Bypass iFrame buster script

Question

I'm developing a chrome extension and I want to bypass iFrame detection (ie buster) scripts.

I'm able to bypass this detection:

if (top !== self) {
   //break out
}

with injecting this code on top:

window.self = window.top;

But what if I have something like this:

if (window != top) {
   //break out
}

How can I redefine window ?

Answer 1

You can't redefine the window and top properties of the global object

window is essentially a reference to the window property of the global window object (window.window). This property is defined as non-configurable and non-rewritable. You can verify this by executing Object.getOwnPropertyDescriptor(window, "window") in the console. The configurable: false and writable: false attributes mean that any attempts to modify it will fail (either with a false return value or with an error in strict mode). This behavior of the window property is required by the specification of the Window object.

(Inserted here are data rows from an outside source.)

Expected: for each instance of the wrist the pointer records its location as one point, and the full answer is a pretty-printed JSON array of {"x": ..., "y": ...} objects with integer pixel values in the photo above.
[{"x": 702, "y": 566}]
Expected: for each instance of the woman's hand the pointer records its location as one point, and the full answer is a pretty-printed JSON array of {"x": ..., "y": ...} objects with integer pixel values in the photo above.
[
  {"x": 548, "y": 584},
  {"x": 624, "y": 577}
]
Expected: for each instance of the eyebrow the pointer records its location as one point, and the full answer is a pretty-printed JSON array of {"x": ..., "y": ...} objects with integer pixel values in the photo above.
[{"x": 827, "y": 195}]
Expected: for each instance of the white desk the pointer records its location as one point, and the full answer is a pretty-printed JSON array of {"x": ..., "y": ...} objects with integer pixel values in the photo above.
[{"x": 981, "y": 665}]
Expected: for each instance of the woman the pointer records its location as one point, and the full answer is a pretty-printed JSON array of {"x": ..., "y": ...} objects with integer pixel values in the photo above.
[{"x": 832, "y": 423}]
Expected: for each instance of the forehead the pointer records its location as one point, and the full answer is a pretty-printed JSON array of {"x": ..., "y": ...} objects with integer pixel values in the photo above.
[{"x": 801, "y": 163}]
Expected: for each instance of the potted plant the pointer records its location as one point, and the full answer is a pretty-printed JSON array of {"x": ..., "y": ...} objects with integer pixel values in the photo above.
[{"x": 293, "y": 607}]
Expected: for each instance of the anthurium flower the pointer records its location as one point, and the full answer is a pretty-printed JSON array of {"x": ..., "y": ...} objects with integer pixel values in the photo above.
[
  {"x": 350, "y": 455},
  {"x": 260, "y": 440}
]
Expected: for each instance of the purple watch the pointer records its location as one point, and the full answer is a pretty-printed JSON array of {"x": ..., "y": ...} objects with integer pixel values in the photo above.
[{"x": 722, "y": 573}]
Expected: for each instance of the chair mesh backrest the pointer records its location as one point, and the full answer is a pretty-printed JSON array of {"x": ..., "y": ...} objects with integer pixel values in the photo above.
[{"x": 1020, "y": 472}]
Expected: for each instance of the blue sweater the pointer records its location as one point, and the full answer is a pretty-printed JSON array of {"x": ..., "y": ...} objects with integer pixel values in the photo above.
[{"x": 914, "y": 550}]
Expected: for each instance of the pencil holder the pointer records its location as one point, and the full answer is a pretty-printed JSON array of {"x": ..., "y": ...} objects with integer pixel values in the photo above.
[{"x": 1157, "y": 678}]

The top property of a window is non-configurable and non-rewritable as well, so you won't be able to overwrite that either. (parent and self, on the other hand, can be overwritten.)

You seem to be trying to find a universaly usable way of fooling framebusters. This seems like an impossible task to me. You might be able to somehow intercept <script> elements and remove the iframe detection from the code before it gets executed, but even if you succeed in doing so for some framebusters, there will always be other ones that your extension will not take care of.